The time it takes to carry out an audit for your IT security depends on the scope of the audit. As a rule, we need one working day to a few days. For larger environments, we will consult with you to estimate the time and effort involved and also record other requirements, such as specifications from industry associations, which may also affect the duration of the audit.

4. CAN AN IT SECURITY AUDIT AFFECT YOUR INTERNAL OPERATIONS?

No, your IT systems will not be affected by our audit. Your IT systems are audited by means of a visual inspection. Unlike a penetration test, no systems are attacked in an IT security audit.

5. WHICH SYSTEMS AND APPLICATIONS CAN BE CHECKED AS PART OF AN AUDIT?

As part of an audit to increase your IT security, all devices that are accessible in the network are considered for an audit. This includes servers, clients, firewalls, switches, routers, UPS systems, video surveillance, OT systems and cloud systems.

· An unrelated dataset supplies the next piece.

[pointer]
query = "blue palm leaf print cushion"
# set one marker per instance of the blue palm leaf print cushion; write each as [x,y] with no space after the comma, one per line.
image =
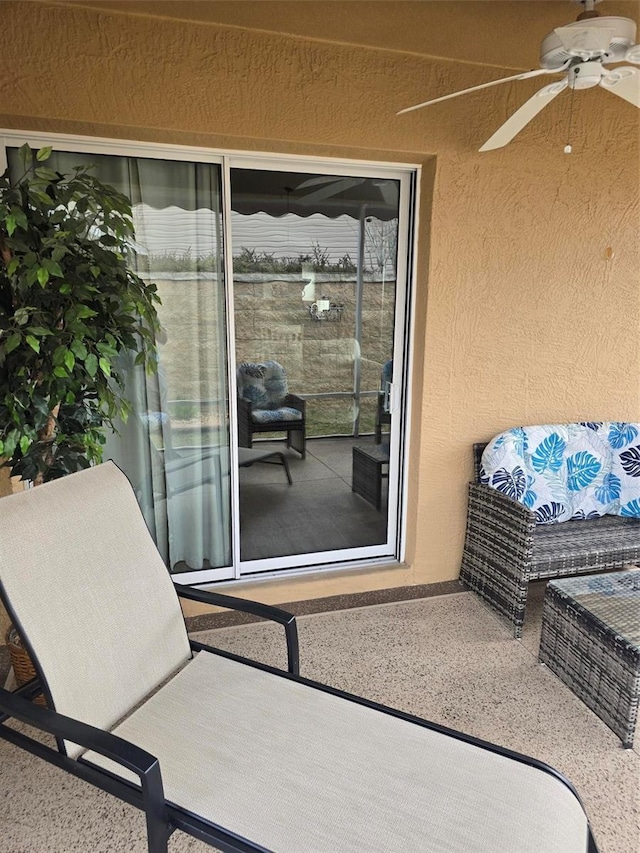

6. HOW IS A SECURITY AUDIT FOLLOWED UP?

Following the implementation of the IT security audit, you will receive clear analysis results and recommendations for action in the form of an elaborated deficiency report. The deficiencies and recommendations described therein provide you with pragmatic and practicable measures to improve the IT security of your infrastructure.

7. HOW OFTEN SHOULD A SECURITY AUDIT BE CARRIED OUT?

Your IT security can be reviewed by means of an audit at regular intervals. It is particularly suitable to have a test carried out every time changes are made to your IT.

8. CAN AN IT AUDIT ALSO BE USEFUL IN THE CASE OF AN EXTERNAL IT PARTNER/DEPARTMENT?

Yes, an audit according to our specifications, based on IT baseline protection, is suitable regardless of the location or the person responsible for the IT system. In any case, we work together with those responsible in a trusting and targeted manner and ensure that your IT infrastructure becomes more secure. An IT security audit can be an opportunity for management to have the IT infrastructure checked by an expert third party and to identify potential weaknesses. At the same time, IT managers are given the opportunity to confirm to management the information security within their organisation based on the principles of the BSI and IT baseline protection.

9. CAN FURTHER MEASURES TO INCREASE SECURITY FOLLOW THE IT SECURITY AUDIT TO GUARANTEE EVEN MORE SECURITY?

Yes, an IT system check based on an IT audit is the perfect way to get a basic understanding of your current starting position in terms of information security. Using an audit catalogue based on BSI IT-Grundschutz and ISO 27001 standards, your existing IT infrastructure is checked using seven audit categories and over 400 questions. We focus on the following areas: Information security, compliance, infrastructure, systems, networks, security services and administration. You receive the results of the audit in the form of an audit report, which forms the basis for many of our other services. We therefore consider a security audit to be the starting point for further measures, such as risk analyses, phishing simulations or penetration tests.